Si esta unidad es superior al conflicto (a todo conflicto posible) es debido a que la razón más alta de la dignidad humana consiste en la vocación del hombre a la unión con Dios, el absoluto que supera la mera aglomeración de todas las partes sino que es un todo con un sentido, y por ello, incluso para un filósofo contemporáneo tan lejano al cristianismo tradicional como Slavoj Žižek, es posible reconocer que «el verdadero sacrificio [del siglo XXI] no es morir por otros, sino cambiar nuestro modo de vida egoísta», ya que «la lucha por la justicia se aloja en el Espíritu Santo (el don de la unidad) que reside en la comunidad de creyentes que actúan».

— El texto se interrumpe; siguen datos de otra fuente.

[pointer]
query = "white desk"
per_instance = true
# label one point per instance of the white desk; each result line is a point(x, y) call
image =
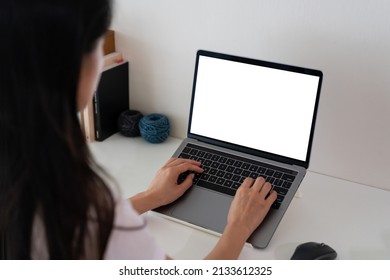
point(350, 217)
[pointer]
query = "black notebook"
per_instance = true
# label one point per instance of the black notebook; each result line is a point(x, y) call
point(111, 99)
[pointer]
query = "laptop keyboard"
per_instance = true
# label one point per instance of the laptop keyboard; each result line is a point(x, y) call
point(225, 172)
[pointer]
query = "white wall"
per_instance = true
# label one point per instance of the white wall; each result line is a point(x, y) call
point(348, 40)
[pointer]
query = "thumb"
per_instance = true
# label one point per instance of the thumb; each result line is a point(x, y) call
point(187, 183)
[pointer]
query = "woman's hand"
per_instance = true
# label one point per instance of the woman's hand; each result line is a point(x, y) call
point(164, 188)
point(249, 207)
point(251, 204)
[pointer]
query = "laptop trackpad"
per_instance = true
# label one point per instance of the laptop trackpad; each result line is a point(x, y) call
point(204, 208)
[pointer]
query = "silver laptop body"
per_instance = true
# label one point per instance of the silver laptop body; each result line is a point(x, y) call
point(261, 116)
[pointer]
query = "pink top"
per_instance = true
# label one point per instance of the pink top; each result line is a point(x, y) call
point(129, 238)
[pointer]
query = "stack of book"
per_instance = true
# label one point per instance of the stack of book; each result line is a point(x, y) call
point(99, 118)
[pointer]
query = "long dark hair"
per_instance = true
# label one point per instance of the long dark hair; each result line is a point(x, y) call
point(46, 169)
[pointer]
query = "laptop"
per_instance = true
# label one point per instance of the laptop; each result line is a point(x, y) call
point(248, 118)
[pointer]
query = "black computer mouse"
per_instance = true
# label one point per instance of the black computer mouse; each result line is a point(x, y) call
point(314, 251)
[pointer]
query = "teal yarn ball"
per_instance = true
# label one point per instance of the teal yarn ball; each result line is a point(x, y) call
point(154, 128)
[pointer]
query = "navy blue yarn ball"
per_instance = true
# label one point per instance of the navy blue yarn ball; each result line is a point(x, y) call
point(154, 128)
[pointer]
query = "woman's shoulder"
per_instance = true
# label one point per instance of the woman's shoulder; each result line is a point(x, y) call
point(130, 238)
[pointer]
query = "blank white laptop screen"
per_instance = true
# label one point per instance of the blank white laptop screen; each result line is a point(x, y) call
point(254, 106)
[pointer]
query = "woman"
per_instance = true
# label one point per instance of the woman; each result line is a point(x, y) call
point(54, 201)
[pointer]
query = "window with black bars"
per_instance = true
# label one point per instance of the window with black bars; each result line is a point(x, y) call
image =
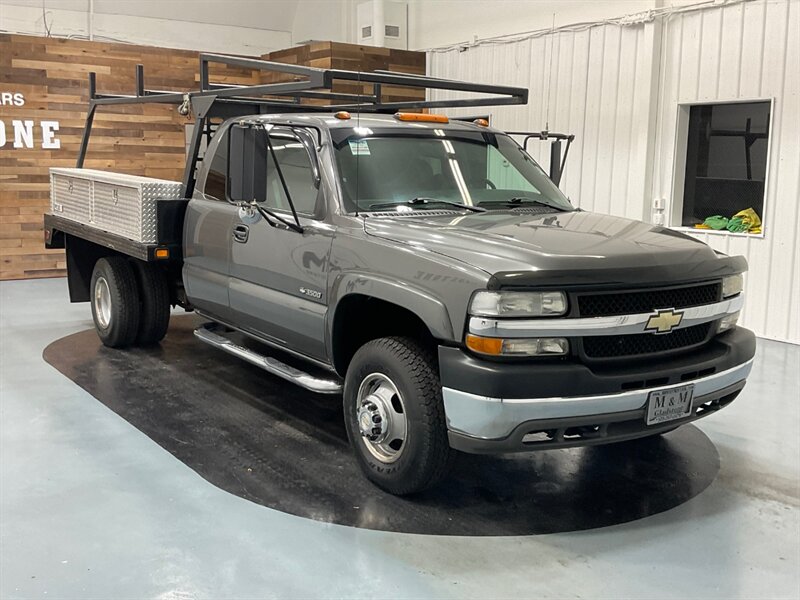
point(726, 162)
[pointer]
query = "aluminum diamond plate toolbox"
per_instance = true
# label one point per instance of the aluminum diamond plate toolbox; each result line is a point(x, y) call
point(121, 204)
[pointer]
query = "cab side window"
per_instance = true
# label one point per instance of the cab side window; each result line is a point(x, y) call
point(217, 178)
point(297, 172)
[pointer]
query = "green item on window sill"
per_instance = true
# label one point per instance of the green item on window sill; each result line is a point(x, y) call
point(737, 225)
point(716, 222)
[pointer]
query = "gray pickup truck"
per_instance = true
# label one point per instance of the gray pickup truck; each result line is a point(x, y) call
point(426, 269)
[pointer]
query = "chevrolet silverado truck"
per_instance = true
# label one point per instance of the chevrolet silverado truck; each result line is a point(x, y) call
point(424, 268)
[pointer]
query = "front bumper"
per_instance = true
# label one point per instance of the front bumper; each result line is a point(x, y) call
point(509, 407)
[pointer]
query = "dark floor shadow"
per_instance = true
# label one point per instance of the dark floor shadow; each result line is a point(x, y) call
point(266, 440)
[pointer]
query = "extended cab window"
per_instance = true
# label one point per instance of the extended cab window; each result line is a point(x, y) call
point(296, 168)
point(217, 177)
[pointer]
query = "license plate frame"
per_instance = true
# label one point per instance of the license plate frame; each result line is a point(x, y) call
point(669, 404)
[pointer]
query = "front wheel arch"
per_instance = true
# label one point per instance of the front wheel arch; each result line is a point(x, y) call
point(360, 318)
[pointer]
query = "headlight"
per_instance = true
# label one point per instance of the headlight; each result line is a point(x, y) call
point(518, 304)
point(732, 285)
point(517, 346)
point(728, 322)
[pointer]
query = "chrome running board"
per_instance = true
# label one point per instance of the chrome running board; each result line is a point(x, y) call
point(208, 333)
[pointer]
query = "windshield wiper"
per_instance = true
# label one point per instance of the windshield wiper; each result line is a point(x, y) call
point(519, 200)
point(423, 201)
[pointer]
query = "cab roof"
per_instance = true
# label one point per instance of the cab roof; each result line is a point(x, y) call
point(330, 121)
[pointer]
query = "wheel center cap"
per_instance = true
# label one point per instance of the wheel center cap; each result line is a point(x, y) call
point(365, 421)
point(372, 420)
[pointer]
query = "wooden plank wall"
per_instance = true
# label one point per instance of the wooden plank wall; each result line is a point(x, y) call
point(51, 75)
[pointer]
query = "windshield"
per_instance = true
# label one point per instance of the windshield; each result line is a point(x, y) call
point(380, 171)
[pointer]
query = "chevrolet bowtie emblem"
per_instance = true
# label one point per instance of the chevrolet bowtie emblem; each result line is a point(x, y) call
point(664, 321)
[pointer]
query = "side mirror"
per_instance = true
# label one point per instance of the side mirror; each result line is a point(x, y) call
point(247, 164)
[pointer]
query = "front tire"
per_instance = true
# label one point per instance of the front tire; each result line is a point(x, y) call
point(115, 302)
point(394, 415)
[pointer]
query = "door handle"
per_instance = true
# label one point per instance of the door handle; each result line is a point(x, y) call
point(241, 233)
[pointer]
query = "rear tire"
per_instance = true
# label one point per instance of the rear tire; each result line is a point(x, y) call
point(154, 303)
point(115, 302)
point(394, 415)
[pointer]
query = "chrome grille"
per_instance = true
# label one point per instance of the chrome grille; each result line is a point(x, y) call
point(635, 302)
point(626, 346)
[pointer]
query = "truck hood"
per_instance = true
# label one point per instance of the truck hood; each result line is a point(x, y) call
point(575, 247)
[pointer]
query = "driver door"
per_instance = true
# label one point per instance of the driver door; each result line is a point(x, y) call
point(277, 285)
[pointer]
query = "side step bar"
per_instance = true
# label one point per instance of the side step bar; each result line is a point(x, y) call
point(206, 333)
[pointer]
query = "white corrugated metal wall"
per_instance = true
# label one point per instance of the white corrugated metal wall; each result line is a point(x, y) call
point(617, 87)
point(742, 52)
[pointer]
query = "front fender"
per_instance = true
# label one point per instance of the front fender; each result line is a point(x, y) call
point(422, 303)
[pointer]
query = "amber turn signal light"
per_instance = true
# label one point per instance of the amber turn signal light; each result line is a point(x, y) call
point(421, 117)
point(476, 343)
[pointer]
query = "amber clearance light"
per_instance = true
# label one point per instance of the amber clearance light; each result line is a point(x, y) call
point(421, 117)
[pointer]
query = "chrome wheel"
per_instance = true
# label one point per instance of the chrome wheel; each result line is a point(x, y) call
point(381, 417)
point(102, 302)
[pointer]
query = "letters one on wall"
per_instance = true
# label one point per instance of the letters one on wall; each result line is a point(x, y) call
point(26, 133)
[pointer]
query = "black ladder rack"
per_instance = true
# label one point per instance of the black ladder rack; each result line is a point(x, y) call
point(215, 100)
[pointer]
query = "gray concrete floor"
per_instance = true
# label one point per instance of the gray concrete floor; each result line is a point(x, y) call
point(92, 508)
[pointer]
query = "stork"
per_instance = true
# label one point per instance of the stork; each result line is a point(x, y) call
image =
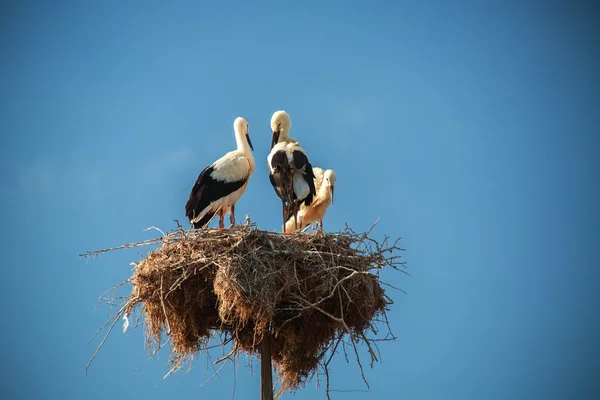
point(325, 185)
point(220, 185)
point(290, 171)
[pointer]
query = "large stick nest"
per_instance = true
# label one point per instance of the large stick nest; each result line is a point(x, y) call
point(308, 291)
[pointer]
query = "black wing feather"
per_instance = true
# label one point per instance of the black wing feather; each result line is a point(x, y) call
point(205, 191)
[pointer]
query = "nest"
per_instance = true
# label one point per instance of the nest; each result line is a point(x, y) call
point(308, 292)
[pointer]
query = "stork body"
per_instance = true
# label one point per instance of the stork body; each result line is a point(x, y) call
point(220, 185)
point(307, 214)
point(290, 171)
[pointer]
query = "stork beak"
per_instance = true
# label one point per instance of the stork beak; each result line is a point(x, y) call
point(331, 188)
point(275, 138)
point(249, 141)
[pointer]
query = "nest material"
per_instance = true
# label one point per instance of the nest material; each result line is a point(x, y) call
point(305, 290)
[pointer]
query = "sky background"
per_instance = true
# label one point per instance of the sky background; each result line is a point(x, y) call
point(470, 129)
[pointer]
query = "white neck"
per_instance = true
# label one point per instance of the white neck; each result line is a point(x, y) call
point(285, 137)
point(242, 143)
point(324, 192)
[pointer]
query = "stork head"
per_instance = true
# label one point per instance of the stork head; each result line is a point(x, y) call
point(280, 126)
point(240, 126)
point(329, 180)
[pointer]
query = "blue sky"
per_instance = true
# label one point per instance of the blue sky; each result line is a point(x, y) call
point(470, 129)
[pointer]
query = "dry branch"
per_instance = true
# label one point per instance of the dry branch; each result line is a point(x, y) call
point(308, 291)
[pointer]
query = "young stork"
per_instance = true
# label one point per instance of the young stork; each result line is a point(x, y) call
point(325, 185)
point(221, 184)
point(290, 171)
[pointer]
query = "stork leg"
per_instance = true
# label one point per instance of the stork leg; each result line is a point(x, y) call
point(232, 216)
point(283, 208)
point(295, 211)
point(221, 217)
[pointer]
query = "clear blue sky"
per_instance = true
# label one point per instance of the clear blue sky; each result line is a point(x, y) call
point(471, 129)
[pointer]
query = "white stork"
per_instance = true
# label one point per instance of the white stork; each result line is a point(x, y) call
point(221, 184)
point(325, 185)
point(290, 171)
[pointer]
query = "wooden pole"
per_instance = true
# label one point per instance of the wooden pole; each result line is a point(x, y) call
point(266, 371)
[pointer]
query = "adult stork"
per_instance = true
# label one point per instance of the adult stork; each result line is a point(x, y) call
point(290, 171)
point(220, 185)
point(325, 185)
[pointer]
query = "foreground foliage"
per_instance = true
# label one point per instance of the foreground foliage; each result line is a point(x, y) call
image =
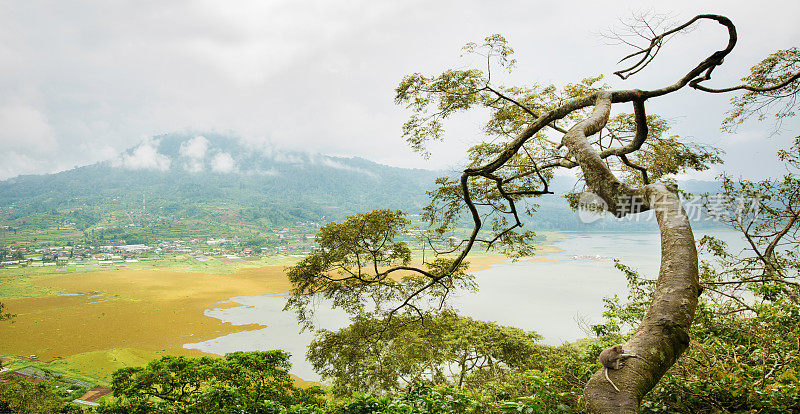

Y la exhortación que el papa Francisco ha puesto en esta materia es la conversión integral, una espiritualidad de comunión y la sinodalidad como la experiencia ‘ascética’ para las nuevas mundanidades espirituales de esta era. Esta espiritualidad no se limita a la convicción de que ‘amar al prójimo’ exige aceptar su alteridad irreductible sino de su necesidad en ‘el sentido del todo’ que supera su mera adhesión como ‘parte’. Por ello, Francisco ha insistido en el plano pastoral que nadie está solo ni está absolutamente perdido; por el contrario, está acompañado y auxiliado por Jesús, como compañero de viaje, en esta «aventura que te lleva toda la vida». El cómo alimentar esta espiritualidad está esencialmente en sus exhortaciones apostólicas Evangelii Gaudium y Amoris Laetitia, así como en su encíclica Dilexit Nos.
Conclusión
Volvamos al inicio: vivimos un ‘cambio de época’, sí. Pero todas las tensiones que esa transmutación parece provocar sobre la piel de la existencia misma también tienen un punto final en el horizonte, y ese fin se expresará en el colapso de la incertidumbre. No podemos dejar de confiar en que los cimientos de la fe cristiana estarán presentes en el futuro así como preguntarnos si se continuó restaurando las instituciones eclesiales sobre los oportunos andamiajes que el pontificado de Francisco ha ayudado a colocar. El papa no ha propuesto nostalgia ni miedo, sino una Iglesia valiente, y aunque queda mucho por hacer —como integrar a migrantes, restaurar la dignidad de tantas personas descartadas o combatir la desigualdad—, su legado ya ha plantado semillas de esperanza: una barca renovada para navegar más allá de estas aguas inciertas.